Do not conform yourselves to the standards of this world, but let God transform you inwardly by a complete change of your mind. Then you will be able to know the will of God – what is good and is pleasing to him and is perfect.

The AVP program was developed in 1975 as a nonsectarian program to attract people of all faiths or no faith to develop non-violent methods of conflict resolution – particularly for long-term prisoners in US prisons. The program emphasizes the transforming power to do good that everyone has regardless of what he or she has done in the past. Unlike some other religions that emphasis the evil in people and that people are born in sin, the Quaker theology is based on the idea that there is that of God and that of goodness in everyone. The reason AVP workshops are so effective in Rwanda is that they answer the question posed above thusly: “Perhaps we did terrible things to each other, but we can be transformed again.” This is a statement of hope, a statement of love, and a statement of the power to change.

Immediately after the genocide over 120,000 suspected perpetrators of the genocide were imprisoned;  often for ten or more years. If a prisoner confessed to what he had done, he went before a local gacaca; a grassroots court in his community. If the community/court felt the prisoner adequately confessed to what he had done, he was released back into the community, but required to do restitution work. We must realize that the perpetrators of the genocide are wounded and traumatized like the survivors. Here is the testimony of one Hutu perpetrator:

Prison, it was bad, beyond understanding. You could not sleep lying down, there was only room to sit; many died from disease. Even sometimes there was no water, and once I went four days without food…I realized I had many symptoms along with the others who had been in prison. When I remembered sleeping among the dead in prison, it made me want to be alone and not speak. Even though I was released, I still felt imprisoned and didn’t trust others…I was only doing my thing, I could not talk to people about my problems. I thought I could only live with prisoners. But after the workshop I felt free in my heart, it let me release my fears and helped me to form relationships with survivors… even if I have a conflict with someone, it no longer destroys the relationship

The purpose of Quakerism, of Christianity, of all religions, is to make people better. That is to love, support, and interact so that, as the Lord’s Prayer says, “thy kingdom come, thy will be done, on earth as it is in heaven.” There are no evil people, but only people who have done evil things. Anyone can be changed for the good, anyone can be transformed. In evangelical terms, anyone can be “saved,” anyone can be “resurrected.”

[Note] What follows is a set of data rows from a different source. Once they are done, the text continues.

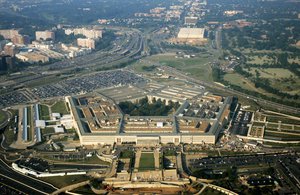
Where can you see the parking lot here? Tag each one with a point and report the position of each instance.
(85, 84)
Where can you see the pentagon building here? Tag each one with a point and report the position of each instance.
(99, 120)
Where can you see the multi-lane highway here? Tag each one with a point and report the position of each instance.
(23, 183)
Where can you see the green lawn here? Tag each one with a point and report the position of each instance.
(44, 112)
(48, 130)
(9, 136)
(147, 161)
(273, 73)
(61, 181)
(30, 123)
(198, 66)
(2, 116)
(60, 107)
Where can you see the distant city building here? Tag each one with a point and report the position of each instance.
(10, 49)
(232, 12)
(103, 21)
(9, 33)
(89, 43)
(190, 20)
(21, 39)
(32, 57)
(6, 63)
(44, 35)
(191, 33)
(157, 10)
(88, 33)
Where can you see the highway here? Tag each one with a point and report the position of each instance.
(127, 47)
(23, 183)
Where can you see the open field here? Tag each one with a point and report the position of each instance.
(259, 60)
(2, 116)
(48, 130)
(61, 181)
(238, 80)
(273, 73)
(9, 136)
(147, 161)
(59, 107)
(198, 66)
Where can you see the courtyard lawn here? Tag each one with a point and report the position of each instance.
(147, 161)
(59, 107)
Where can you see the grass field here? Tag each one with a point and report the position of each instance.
(61, 181)
(44, 112)
(9, 136)
(273, 73)
(3, 116)
(238, 80)
(59, 107)
(147, 161)
(48, 130)
(198, 66)
(259, 60)
(30, 123)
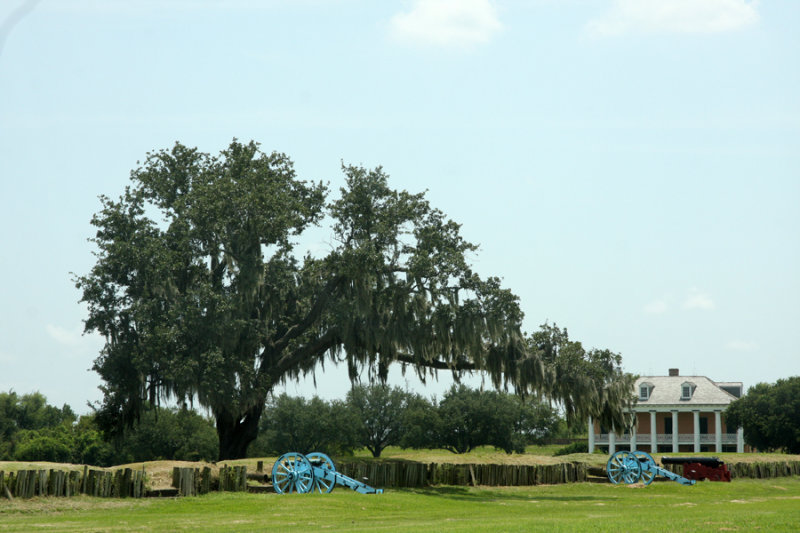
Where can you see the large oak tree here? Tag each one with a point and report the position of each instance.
(202, 295)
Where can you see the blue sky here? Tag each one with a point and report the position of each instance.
(630, 168)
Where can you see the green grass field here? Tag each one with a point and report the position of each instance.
(743, 505)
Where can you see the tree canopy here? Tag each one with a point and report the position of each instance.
(769, 415)
(202, 292)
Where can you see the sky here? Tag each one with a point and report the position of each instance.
(629, 168)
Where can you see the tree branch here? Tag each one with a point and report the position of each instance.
(313, 314)
(436, 364)
(317, 347)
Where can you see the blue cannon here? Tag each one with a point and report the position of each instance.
(315, 472)
(632, 467)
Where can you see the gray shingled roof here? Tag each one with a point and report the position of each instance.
(666, 390)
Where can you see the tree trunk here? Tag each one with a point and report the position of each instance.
(236, 434)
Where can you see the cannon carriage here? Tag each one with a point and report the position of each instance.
(315, 472)
(637, 466)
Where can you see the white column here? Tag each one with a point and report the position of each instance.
(653, 434)
(612, 441)
(675, 448)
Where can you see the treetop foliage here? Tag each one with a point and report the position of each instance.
(769, 415)
(201, 294)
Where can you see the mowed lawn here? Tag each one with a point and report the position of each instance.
(743, 505)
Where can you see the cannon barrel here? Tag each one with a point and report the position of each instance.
(711, 462)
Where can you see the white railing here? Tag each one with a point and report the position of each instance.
(666, 438)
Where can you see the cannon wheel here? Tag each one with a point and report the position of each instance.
(646, 462)
(623, 467)
(292, 473)
(322, 461)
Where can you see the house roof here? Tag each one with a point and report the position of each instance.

Evangelical Quakers have complained that the AVP and HROC programs are not explicitly “Christian” and sometimes do not support these programs. I think that this misjudges the programs. It is the implicit nature of the workshops that allows people to decide on their own volition to become “better”; to realize that they can leave behind whatever very bad or evil things that they did in the past and become model human beings. The punitive nature that is common in too many American religions and that has made American society a leader in retribution and punishment, is, in my opinion, an unchristian one as it denies that of God in everyone; it denies that anyone can be transformed into a caring, loving human being.

I once sat in front of almost 1,000 Rwandan genocide perpetrators in a re-education camp before they were going to be released back into the communities where most had done atrocious things. I have met the killers and their accomplices face to face. I was in a workshop where one of the men had killed another participant’s son during the genocide and have looked them both in the face as they reconciled.

The world of hate, bitterness, animosity, and violence can be transformed, if and only if, we try; only if we open our hearts and minds to allow it.